John Metcalf

Personal information
- Nationality: British (English)
- Born: 25 February 1934 (age 92) Norwich, England
- Height: 179 cm (5 ft 10 in)
- Weight: 73 kg (161 lb)

Sport
- Sport: Track and field
- Event: 400 metres hurdles
- Club: Oxford University AC Achilles Club

= John Metcalf (athlete) =

British hurdler

John Metcalf (born 25 February 1934) is a British hurdler who competed at the 1960 Summer Olympics.

== Biography ==
Metcalf was educated at the Pembroke College, Oxford and won the Oxford University Sports 100 yards and 220 yards title in 1955.

Metcalf finished third behind Ilie Savel in the 440 yards hurdles event at the 1956 AAA Championships, improved to second place behind Tom Farrell at the 1957 AAA Championships and was third again at the 1958 AAA Championships.

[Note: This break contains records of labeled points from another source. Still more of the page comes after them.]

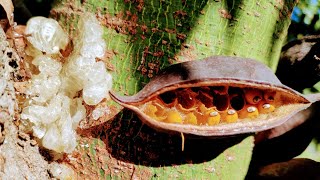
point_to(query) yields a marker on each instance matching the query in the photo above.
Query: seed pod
(216, 72)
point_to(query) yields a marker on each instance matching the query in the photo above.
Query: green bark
(144, 37)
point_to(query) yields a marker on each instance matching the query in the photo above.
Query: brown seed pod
(214, 72)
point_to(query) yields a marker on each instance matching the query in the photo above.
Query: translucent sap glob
(46, 35)
(53, 110)
(82, 71)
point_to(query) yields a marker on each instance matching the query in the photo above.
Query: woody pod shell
(215, 71)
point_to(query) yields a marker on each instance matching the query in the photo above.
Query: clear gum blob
(46, 35)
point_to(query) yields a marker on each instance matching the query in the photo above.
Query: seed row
(210, 105)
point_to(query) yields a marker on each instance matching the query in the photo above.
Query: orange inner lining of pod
(211, 106)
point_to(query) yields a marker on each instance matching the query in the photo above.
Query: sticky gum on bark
(219, 83)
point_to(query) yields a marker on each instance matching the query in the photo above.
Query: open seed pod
(214, 97)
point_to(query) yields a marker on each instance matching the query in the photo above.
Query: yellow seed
(213, 118)
(270, 96)
(160, 109)
(253, 96)
(191, 119)
(173, 117)
(265, 108)
(230, 116)
(151, 110)
(252, 112)
(249, 111)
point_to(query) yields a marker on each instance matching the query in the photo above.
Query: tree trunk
(144, 37)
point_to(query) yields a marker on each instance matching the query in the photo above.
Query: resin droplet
(46, 35)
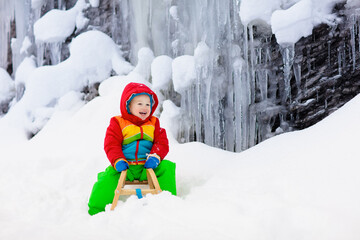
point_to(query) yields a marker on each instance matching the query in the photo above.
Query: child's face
(140, 106)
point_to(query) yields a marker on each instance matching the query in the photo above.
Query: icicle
(6, 16)
(352, 40)
(288, 53)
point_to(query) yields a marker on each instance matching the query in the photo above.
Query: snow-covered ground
(298, 185)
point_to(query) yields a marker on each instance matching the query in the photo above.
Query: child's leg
(165, 173)
(103, 190)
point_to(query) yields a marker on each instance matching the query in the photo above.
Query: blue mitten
(152, 162)
(121, 165)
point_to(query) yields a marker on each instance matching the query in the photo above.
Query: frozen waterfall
(237, 84)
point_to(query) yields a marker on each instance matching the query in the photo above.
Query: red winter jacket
(114, 138)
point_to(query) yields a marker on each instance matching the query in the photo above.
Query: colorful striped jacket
(132, 138)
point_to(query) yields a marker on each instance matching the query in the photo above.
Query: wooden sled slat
(152, 182)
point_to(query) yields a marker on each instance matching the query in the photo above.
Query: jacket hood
(131, 90)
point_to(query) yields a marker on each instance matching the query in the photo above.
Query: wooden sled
(152, 182)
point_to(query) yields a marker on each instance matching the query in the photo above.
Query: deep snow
(298, 185)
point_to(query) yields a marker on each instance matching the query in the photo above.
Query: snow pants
(103, 191)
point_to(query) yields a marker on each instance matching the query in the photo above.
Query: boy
(133, 141)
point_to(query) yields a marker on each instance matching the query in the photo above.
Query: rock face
(250, 89)
(330, 70)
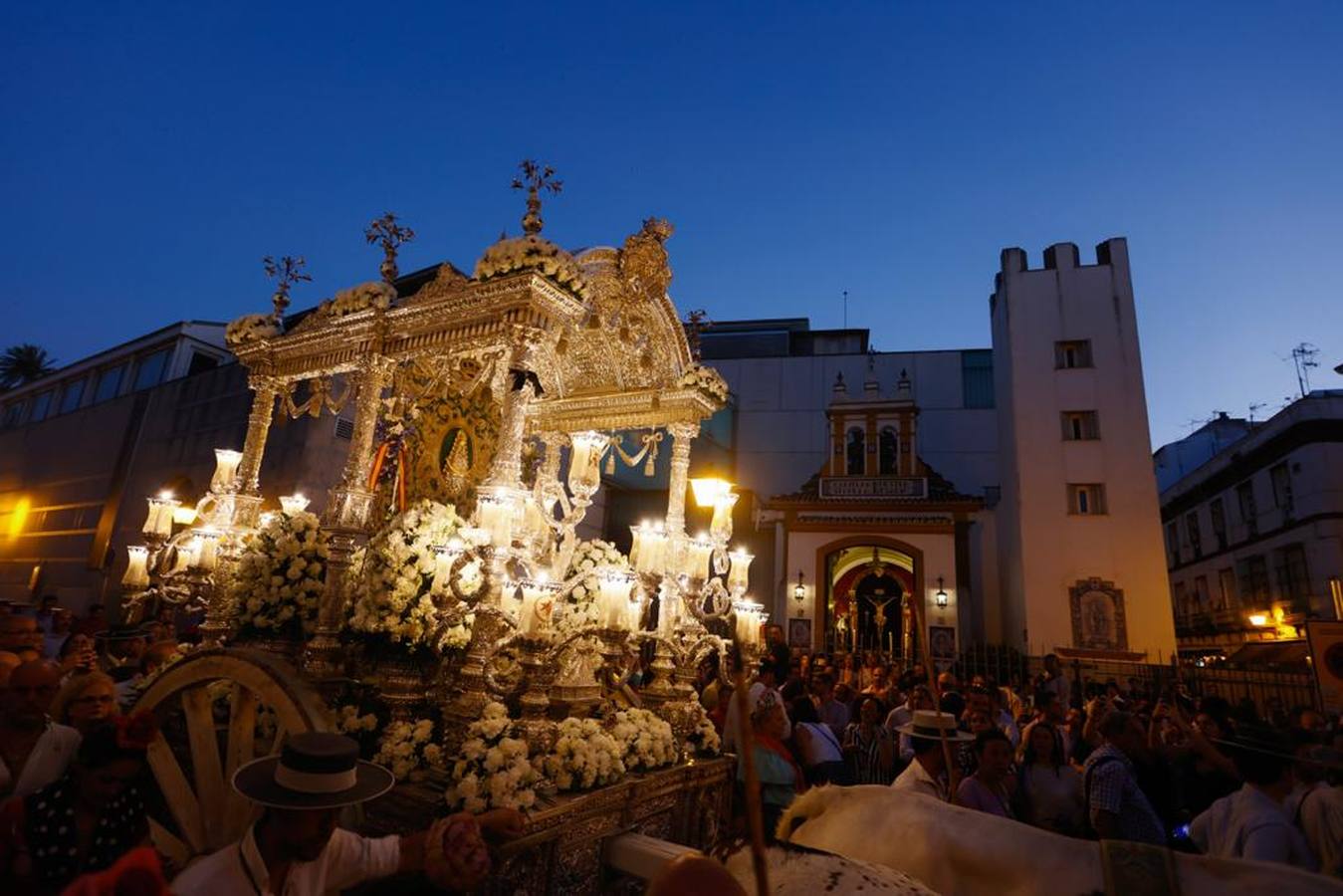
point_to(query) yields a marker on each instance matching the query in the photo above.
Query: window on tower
(1070, 353)
(889, 452)
(1085, 499)
(1080, 426)
(855, 464)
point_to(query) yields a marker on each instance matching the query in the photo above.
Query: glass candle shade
(226, 470)
(534, 615)
(161, 510)
(614, 592)
(292, 504)
(697, 554)
(585, 462)
(137, 567)
(206, 550)
(739, 571)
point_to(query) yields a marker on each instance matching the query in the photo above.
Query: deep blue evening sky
(152, 153)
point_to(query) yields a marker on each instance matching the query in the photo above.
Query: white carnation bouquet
(408, 750)
(395, 579)
(492, 770)
(584, 755)
(704, 737)
(647, 741)
(579, 608)
(280, 577)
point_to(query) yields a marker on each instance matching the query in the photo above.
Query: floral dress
(51, 835)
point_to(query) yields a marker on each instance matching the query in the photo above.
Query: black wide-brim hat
(315, 770)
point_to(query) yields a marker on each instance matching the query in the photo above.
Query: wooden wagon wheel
(206, 810)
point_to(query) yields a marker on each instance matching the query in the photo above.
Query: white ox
(959, 852)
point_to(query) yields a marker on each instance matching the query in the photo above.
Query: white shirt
(918, 780)
(732, 724)
(49, 761)
(238, 869)
(1318, 810)
(1249, 823)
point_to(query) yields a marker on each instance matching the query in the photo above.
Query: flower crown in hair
(135, 731)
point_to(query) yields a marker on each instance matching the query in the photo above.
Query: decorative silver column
(346, 518)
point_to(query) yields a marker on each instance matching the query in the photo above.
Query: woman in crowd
(85, 700)
(920, 697)
(1049, 791)
(84, 821)
(781, 777)
(818, 747)
(868, 747)
(990, 787)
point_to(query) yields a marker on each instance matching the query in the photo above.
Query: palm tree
(24, 362)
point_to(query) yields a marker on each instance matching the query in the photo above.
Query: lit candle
(161, 510)
(206, 550)
(443, 559)
(585, 462)
(226, 469)
(137, 567)
(739, 571)
(697, 558)
(720, 530)
(292, 504)
(614, 588)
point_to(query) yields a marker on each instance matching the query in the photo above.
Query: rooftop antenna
(1303, 356)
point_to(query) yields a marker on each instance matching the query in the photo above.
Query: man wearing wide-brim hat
(927, 772)
(296, 849)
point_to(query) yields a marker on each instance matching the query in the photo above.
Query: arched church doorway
(868, 592)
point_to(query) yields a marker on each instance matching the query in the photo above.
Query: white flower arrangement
(705, 379)
(584, 755)
(579, 608)
(532, 253)
(408, 750)
(646, 739)
(250, 328)
(395, 577)
(703, 738)
(348, 722)
(357, 299)
(492, 770)
(281, 575)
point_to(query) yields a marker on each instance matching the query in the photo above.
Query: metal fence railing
(1266, 689)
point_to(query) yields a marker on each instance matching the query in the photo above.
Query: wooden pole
(755, 819)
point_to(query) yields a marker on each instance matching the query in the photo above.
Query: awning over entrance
(1270, 653)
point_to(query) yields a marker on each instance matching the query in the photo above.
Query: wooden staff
(920, 623)
(755, 818)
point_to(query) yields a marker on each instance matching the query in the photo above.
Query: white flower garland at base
(407, 749)
(584, 755)
(647, 741)
(704, 738)
(280, 579)
(492, 770)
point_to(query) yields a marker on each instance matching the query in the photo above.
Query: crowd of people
(77, 795)
(1108, 761)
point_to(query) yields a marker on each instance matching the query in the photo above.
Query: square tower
(1081, 560)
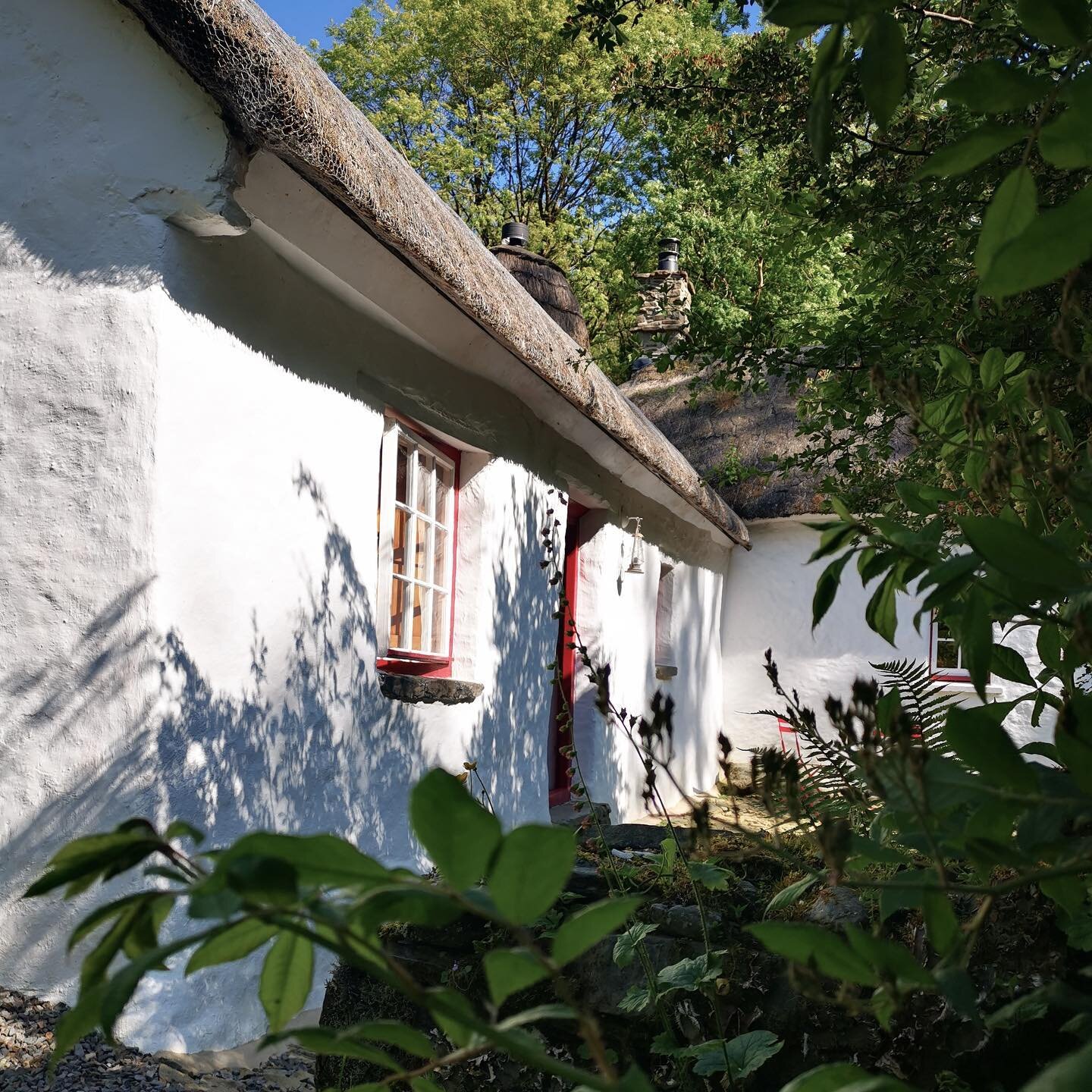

He represented the England athletics team in the 440 yards hurdles at the 1958 British Empire and Commonwealth Games in Cardiff, Wales.

Metcalf once again finished runner-up behind Chris Goudge at the 1959 AAA Championships, but finally won an AAA title by becoming the British 220 yards hurdles champion at the same championships.

At the 1960 Olympic Games in Rome, he represented Great Britain in the men's 400 metres hurdles.